Please don't say quality...
(Score: 0) by Anonymous Coward on Monday June 15 2015, @06:00AM
Devs will be so drunk off their asses pissing away the funds for, wait, what were we supposed to be working on?
(Score: 0) by Anonymous Coward on Monday June 15 2015, @06:39AM
Give money! We make Fast! You give Money!
(Score: 0) by Anonymous Coward on Monday June 15 2015, @04:04PM
You need one more "na na".
(Score: 0, Flamebait) by No Respect on Monday June 15 2015, @07:11AM
Never heard of this project and it sounds like a scam. From TFA, "... digital paining software". And you want to be my latex salesman. Fucking idiots will believe anything.
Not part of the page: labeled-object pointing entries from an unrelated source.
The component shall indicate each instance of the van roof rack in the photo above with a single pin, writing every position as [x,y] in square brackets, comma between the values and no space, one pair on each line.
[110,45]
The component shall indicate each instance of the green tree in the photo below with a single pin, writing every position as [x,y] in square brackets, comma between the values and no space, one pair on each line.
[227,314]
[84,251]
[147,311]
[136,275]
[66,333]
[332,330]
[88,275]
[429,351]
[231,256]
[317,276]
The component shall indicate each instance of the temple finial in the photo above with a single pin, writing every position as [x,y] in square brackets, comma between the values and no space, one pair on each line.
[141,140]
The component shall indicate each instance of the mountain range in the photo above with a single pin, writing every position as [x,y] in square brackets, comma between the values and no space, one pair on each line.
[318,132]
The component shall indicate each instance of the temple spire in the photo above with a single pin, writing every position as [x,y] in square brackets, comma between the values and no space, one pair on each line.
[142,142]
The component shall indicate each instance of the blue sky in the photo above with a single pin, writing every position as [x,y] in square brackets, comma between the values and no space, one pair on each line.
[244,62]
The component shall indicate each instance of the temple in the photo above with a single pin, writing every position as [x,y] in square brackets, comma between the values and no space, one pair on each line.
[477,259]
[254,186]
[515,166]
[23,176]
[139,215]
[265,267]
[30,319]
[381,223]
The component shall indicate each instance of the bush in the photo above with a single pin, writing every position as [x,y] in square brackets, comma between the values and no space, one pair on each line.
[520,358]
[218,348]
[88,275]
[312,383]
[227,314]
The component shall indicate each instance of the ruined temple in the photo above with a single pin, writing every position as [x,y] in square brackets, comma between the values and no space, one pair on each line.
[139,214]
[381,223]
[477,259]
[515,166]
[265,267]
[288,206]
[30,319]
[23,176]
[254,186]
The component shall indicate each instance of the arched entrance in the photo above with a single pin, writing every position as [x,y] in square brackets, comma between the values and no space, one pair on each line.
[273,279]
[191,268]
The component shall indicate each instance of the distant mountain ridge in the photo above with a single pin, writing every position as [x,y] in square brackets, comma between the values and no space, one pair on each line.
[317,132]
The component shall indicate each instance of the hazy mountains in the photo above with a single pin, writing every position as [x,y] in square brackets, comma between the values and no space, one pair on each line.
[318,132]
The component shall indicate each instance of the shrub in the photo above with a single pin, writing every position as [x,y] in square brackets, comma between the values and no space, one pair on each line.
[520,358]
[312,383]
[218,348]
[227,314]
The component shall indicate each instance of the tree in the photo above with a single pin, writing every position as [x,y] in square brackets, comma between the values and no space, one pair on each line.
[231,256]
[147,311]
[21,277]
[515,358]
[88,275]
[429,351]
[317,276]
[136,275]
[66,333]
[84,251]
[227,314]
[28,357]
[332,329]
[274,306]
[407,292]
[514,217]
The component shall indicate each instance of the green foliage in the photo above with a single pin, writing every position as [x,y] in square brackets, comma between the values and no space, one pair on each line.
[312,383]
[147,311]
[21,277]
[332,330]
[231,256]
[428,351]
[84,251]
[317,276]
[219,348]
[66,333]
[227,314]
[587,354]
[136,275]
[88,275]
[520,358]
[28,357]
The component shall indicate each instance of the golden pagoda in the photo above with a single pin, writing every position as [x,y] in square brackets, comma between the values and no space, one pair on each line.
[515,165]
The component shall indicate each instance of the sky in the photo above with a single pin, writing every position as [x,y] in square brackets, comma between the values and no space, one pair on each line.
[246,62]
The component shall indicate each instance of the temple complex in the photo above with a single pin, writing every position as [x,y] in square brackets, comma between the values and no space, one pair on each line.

(Score: 5, Informative) by epl on Monday June 15 2015, @08:45AM
Ok, they made a typo and they SHOULD have found it before posting, but that doesn't automatically make this a scam. Krita has been around, in one for or another, for quite a long time. First as part of KDE's KOffice and later it was split off as its own entity entirely, with its own Foundation to manage it. First actual release I can trace back was in June of 2005, so they're not exactly fly-by-night. They're not hiding this history by the way, they have it on their homepage [krita.org], and if you don't trust them, hit up the mail archives; they're all public as far as I'm aware.
Krita started as "QT needs a better GIMP", but it has become much more than that over time. I do hope this injection of funds helps them smooth and improve, but that I refuse to speculate about. Just wanted to clear up any image some might have that this is a new piece of software, something that has just started or just a bunch of guys doing a quick money grab (they might, but their history seems to suggest a low chance of this).
(Score: 1) by axsdenied on Monday June 15 2015, @11:32AM
Just because you never heard of Krita it does not mean it a scam. Either refrain from commenting or first spend 10 seconds on Google to find out about it.
The project has been around for probably 10 years and it is part of KDE. Arguably some people say it is better than Gimp.
(Score: 0) by Anonymous Coward on Monday June 15 2015, @08:25PM
Are you one of those hipsters whose first impulse is to talk down their nose at everything despite knowing jack shit?
(Score: 5, Informative) by Rich on Monday June 15 2015, @11:01AM
This thing should be more or less a continuation of what they've been doing so far. There is a small community around head honcho Boudewijn Rempt, who are mostly too tied up to put massive manpower into grunt work. So, as they get contributions, they pay a few guys (e.g. Lukas Tvrdy, Dmitry Kazakov, ...) to do work batches. Boud has been a good steward of the whole endeavor so far. I've had the pleasure of communicating with him when I ran into constantly crashing calligraphy logic. With his friendly style, he managed to get two ready-to-apply patches (one for the calligraphy crash, one very minor bezier speedup) out of me ;)
This kickstarter will likely stay on the proven route, just at a slightly bigger scale, and I'd trust Boud to get it right. Keep in mind that they had more heavyweight "clients" who wanted/paid for/got a special edition. https://software.intel.com/en-us/articles/krita-gemini-twice-as-nice-on-a-2-in-1 [intel.com] Krita already is past a point, that, if you're unable to get good artwork out of it, it's your fault, and not Krita's. I see Krita well on course to gain "critical mass", and this recent kickstarter accelerated that.
(Score: 0) by Anonymous Coward on Monday June 15 2015, @06:01PM
Faster is good for their business model. The main complaint I've heard about Krita is it's speed and RAM eating. And arting with lag is pain enough to not use the program.
(Score: 0) by Anonymous Coward on Monday June 15 2015, @11:18AM
But I do congratulate them on their major victory on succeeding so will with fundraising!